Greta Krippner, UM Sociology

Unmasked: A History of the Individualization of Risk
Greta Krippner


Fall 2022
Lecture Time: 
Friday, December 9, 2022 - 1:30pm to 3:00pm
Lecture Location: 

R0240, Ross School of Business, Lower Level

Introduced By: 
John Rudnik


The notion that risk is appropriately understood – and managed – in terms of each individual’s own personal calculus is so familiar an idea in contemporary society that it appears to almost not require any explanation. However, closer inspection of the problem reveals an important historical irony, as for much of the twentieth century risk was understood to be an intrinsically collective affair. In this paper, I explore how risk was transformed from being understood as a property of groups to being understood as a property of individuals by examining the history of public and private insurance in the United States. Rather than locate transformations in how risk is managed in our society in the “great risk shift” occurring with the emergence of neoliberalism (Hacker 2006), I suggest that the individualization of risk in recent decades is only the latest instantiation of a recurrent conflict between security and freedom that has marked the evolution of capitalism. Seen from this longer historical perspective, the “personal responsibility revolution” appears not as the handiwork of neoliberal policymakers, but rather as the unintended result of movements that sought to gain access to markets for risk for those excluded from them.

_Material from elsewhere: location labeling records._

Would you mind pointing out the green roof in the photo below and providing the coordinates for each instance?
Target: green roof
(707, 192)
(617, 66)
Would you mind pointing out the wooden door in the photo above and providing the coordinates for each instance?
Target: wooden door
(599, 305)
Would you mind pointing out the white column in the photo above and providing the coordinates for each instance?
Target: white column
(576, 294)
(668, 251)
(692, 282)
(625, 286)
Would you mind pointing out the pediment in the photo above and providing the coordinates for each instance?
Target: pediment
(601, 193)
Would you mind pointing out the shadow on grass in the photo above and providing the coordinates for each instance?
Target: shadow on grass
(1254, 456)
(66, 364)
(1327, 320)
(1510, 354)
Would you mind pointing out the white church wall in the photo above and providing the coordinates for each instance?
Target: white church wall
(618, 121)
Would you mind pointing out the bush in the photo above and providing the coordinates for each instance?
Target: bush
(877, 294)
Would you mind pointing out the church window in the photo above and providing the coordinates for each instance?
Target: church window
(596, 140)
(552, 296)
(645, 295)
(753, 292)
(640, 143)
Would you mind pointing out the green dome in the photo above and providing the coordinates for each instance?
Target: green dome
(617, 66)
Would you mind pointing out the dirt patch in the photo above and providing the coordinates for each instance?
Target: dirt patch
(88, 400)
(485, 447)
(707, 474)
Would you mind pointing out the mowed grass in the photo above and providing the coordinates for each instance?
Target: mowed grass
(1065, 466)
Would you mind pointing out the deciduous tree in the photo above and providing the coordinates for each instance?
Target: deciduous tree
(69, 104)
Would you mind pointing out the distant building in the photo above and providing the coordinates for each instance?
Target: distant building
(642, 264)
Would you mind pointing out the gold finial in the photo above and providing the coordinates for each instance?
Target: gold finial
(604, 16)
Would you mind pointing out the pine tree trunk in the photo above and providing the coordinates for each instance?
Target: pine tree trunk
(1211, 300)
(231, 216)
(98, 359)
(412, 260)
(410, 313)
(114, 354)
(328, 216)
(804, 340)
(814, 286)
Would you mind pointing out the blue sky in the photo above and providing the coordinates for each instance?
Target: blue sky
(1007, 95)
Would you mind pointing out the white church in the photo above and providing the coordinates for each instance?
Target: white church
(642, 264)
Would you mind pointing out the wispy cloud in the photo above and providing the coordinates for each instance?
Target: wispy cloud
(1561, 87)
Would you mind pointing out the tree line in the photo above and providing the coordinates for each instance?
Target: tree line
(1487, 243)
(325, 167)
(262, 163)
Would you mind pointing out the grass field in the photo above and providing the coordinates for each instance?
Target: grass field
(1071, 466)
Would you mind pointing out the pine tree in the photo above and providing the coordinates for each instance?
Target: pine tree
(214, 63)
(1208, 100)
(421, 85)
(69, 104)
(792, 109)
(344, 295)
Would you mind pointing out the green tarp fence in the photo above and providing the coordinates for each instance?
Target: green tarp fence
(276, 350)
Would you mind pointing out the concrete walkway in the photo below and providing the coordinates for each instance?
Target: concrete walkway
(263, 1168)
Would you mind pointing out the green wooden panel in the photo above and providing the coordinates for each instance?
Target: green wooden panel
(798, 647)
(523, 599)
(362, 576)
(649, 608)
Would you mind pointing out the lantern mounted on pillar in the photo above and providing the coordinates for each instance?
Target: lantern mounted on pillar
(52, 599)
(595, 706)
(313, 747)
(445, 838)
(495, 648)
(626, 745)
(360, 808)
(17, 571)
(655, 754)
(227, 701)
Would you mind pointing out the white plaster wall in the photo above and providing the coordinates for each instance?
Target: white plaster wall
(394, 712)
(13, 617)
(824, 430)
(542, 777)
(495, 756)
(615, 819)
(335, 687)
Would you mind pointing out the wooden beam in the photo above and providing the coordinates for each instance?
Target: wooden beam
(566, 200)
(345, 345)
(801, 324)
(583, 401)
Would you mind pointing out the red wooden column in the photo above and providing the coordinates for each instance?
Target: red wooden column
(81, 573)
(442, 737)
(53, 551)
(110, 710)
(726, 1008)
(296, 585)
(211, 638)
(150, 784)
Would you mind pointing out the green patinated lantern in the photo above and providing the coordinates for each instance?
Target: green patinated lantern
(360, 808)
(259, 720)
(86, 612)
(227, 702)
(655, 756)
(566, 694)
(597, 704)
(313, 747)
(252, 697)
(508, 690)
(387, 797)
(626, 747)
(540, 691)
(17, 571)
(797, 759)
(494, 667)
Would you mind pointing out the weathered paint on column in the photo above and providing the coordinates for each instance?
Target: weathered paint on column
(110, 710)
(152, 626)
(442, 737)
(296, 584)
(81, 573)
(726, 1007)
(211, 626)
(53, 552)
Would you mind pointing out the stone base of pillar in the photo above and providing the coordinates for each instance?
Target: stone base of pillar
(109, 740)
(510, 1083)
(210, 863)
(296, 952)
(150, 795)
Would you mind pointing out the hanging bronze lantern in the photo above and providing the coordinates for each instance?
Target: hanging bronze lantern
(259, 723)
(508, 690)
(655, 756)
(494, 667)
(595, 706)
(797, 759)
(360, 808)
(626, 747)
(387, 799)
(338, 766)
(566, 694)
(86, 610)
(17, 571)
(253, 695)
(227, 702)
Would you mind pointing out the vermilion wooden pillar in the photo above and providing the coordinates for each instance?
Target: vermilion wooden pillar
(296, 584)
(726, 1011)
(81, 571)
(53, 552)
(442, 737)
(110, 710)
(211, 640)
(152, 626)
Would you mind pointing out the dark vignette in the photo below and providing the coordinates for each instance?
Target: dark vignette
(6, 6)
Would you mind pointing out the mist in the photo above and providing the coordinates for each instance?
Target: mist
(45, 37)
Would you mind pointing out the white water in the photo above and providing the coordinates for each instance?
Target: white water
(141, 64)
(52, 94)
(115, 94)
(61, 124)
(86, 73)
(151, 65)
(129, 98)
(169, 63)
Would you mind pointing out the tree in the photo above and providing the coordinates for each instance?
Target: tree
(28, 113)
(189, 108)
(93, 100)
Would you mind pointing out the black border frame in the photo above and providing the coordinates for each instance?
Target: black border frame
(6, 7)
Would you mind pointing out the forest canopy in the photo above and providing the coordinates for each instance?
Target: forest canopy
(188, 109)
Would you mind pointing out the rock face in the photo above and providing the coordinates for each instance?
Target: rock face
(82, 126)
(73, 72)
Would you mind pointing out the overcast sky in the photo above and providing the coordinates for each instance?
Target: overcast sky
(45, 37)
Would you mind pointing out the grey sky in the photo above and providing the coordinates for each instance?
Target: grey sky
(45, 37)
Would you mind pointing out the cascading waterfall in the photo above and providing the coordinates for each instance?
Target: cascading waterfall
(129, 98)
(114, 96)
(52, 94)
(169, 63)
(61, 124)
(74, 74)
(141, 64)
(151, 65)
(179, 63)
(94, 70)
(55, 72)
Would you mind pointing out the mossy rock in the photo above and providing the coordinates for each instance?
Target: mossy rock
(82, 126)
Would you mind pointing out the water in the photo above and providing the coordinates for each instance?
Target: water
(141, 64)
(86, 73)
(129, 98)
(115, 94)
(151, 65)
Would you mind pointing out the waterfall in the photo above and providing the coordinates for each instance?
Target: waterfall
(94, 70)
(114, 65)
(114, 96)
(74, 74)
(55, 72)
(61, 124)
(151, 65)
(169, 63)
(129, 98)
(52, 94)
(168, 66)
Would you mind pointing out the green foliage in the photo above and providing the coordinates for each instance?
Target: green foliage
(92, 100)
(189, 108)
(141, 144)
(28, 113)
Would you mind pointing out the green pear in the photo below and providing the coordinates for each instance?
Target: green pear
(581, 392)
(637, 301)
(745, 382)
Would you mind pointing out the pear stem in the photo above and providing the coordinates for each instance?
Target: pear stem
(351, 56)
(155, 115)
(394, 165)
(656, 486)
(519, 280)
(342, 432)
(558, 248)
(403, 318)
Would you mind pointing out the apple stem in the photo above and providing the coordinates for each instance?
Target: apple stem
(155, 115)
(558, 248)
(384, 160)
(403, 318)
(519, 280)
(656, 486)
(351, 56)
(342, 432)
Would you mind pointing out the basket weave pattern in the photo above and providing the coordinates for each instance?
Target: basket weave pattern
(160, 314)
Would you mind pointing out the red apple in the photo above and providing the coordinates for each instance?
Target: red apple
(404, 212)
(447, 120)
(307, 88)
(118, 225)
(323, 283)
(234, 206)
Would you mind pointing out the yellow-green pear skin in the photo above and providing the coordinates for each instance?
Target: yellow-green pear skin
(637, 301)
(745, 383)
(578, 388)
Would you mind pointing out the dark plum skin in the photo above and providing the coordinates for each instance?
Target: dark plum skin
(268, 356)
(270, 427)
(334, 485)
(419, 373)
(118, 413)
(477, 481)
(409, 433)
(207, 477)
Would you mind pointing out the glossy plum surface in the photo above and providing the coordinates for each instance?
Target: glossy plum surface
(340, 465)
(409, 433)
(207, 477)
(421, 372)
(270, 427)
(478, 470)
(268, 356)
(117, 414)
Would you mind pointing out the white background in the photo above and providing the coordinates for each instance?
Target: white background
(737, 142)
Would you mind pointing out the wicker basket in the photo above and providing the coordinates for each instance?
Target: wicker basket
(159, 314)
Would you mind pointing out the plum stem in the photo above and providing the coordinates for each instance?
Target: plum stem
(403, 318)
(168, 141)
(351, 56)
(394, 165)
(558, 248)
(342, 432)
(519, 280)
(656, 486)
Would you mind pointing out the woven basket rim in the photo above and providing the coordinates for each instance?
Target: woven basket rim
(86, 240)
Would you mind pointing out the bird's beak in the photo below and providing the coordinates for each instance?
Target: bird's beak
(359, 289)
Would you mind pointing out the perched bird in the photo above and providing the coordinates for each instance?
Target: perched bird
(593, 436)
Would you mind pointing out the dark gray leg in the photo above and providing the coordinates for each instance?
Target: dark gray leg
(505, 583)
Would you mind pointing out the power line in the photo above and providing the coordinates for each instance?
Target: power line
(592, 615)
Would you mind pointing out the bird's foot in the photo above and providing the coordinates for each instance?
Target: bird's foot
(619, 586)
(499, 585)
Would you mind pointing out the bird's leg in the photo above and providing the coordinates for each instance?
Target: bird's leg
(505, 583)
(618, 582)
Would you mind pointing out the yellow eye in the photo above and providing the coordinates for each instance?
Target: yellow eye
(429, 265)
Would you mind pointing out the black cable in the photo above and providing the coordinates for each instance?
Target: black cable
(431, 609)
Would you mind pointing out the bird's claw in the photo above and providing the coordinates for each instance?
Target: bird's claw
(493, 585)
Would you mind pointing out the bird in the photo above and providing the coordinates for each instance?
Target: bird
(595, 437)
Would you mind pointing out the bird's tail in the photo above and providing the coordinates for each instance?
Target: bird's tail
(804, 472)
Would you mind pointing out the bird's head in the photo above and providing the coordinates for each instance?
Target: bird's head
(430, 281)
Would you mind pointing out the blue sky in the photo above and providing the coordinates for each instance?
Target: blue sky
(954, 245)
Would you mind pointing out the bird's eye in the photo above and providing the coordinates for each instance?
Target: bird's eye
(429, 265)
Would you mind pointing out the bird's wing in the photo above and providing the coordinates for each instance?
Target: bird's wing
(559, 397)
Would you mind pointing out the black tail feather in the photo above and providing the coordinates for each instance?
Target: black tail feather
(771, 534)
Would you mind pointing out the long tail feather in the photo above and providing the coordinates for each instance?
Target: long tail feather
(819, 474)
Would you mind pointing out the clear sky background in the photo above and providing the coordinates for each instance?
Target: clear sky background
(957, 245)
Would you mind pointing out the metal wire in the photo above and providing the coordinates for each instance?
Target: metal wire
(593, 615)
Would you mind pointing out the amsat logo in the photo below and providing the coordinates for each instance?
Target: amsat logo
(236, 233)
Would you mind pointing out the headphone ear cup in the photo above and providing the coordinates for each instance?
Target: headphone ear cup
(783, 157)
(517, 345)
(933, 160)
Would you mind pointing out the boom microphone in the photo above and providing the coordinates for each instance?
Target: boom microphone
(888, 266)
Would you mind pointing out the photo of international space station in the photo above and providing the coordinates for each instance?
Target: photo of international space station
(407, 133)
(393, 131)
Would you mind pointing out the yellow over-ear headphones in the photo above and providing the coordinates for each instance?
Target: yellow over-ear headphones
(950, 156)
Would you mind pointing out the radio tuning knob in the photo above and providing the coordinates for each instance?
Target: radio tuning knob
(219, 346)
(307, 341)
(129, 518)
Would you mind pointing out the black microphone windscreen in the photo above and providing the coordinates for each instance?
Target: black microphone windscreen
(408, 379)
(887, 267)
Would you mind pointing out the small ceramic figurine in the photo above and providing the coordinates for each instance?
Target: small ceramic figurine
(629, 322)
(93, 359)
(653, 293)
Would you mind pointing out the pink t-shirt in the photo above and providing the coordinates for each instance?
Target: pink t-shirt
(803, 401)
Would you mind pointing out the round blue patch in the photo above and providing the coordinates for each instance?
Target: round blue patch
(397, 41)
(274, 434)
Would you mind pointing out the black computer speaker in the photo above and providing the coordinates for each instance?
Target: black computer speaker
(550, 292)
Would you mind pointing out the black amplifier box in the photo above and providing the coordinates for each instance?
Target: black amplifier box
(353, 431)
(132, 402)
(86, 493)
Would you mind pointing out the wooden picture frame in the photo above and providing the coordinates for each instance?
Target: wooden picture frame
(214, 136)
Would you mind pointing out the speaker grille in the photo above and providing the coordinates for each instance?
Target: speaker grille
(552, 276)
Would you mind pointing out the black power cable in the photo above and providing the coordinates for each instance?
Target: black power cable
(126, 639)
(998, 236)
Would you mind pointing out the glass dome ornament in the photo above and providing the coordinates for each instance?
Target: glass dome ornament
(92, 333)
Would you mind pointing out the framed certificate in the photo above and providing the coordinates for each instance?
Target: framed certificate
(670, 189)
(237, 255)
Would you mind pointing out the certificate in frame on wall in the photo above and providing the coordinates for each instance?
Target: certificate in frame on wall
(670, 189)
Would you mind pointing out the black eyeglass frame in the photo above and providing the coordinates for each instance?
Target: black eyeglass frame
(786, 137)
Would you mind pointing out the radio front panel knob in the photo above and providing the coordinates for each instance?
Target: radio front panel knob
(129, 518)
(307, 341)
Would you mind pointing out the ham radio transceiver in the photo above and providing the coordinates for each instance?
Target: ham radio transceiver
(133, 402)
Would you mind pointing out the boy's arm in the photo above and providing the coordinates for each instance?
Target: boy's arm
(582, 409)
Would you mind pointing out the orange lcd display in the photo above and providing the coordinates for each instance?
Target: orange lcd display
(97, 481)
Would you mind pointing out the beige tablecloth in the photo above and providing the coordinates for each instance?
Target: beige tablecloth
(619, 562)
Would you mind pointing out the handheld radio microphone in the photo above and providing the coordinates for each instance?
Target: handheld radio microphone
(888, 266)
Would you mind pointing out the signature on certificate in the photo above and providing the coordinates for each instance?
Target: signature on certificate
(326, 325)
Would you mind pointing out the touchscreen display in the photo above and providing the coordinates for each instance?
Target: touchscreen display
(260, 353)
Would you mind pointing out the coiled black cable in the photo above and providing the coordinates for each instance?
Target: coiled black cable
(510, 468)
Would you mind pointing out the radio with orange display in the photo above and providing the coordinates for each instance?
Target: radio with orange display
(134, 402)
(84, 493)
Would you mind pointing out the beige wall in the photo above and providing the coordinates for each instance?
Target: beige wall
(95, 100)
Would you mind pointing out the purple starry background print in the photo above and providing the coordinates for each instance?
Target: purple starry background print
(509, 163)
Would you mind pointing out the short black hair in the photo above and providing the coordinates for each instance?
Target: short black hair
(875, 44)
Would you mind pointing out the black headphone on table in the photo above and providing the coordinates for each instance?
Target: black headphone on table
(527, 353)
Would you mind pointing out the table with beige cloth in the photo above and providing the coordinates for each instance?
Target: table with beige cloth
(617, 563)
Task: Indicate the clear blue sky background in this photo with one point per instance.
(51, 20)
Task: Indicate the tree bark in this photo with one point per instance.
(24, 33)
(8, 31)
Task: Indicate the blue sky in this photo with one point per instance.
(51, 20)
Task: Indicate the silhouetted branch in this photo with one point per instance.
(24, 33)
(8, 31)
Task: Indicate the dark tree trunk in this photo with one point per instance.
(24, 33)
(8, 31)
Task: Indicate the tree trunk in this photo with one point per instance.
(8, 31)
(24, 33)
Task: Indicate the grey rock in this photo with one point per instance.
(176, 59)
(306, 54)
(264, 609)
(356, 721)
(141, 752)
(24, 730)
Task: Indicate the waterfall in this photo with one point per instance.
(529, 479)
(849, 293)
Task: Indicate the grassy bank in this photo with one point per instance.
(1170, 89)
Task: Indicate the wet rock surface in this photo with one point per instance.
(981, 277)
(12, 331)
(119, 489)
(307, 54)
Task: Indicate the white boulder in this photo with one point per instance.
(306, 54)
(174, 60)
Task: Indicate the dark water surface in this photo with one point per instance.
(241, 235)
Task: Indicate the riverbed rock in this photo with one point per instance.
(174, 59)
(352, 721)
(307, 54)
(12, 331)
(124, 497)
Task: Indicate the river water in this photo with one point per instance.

Recording & Additional Notes

Greta Krippner is a historical sociologist with substantive interests in economic sociology, political sociology, the sociology of law, and social theory. Her work explores how the rise of the market has intersected wider social, cultural, and political transformations in U.S. society in the “long” twentieth century. Her first book, Capitalizing on Crisis: The Political Origins of the Rise of Finance (Harvard University Press, 2011), examined the financialization of the U.S. economy in the period since the 1970s, arguing that the turn to finance was an inadvertent response to unresolved distributional dilemmas as post-war growth stalled. Her current book project traces the evolution of methods of risk-based pricing over the course of the twentieth century, asking how the notion that each individual should “pay the cost” of her own riskiness emerged as a widely accepted normative principle governing how risk is distributed in contemporary society.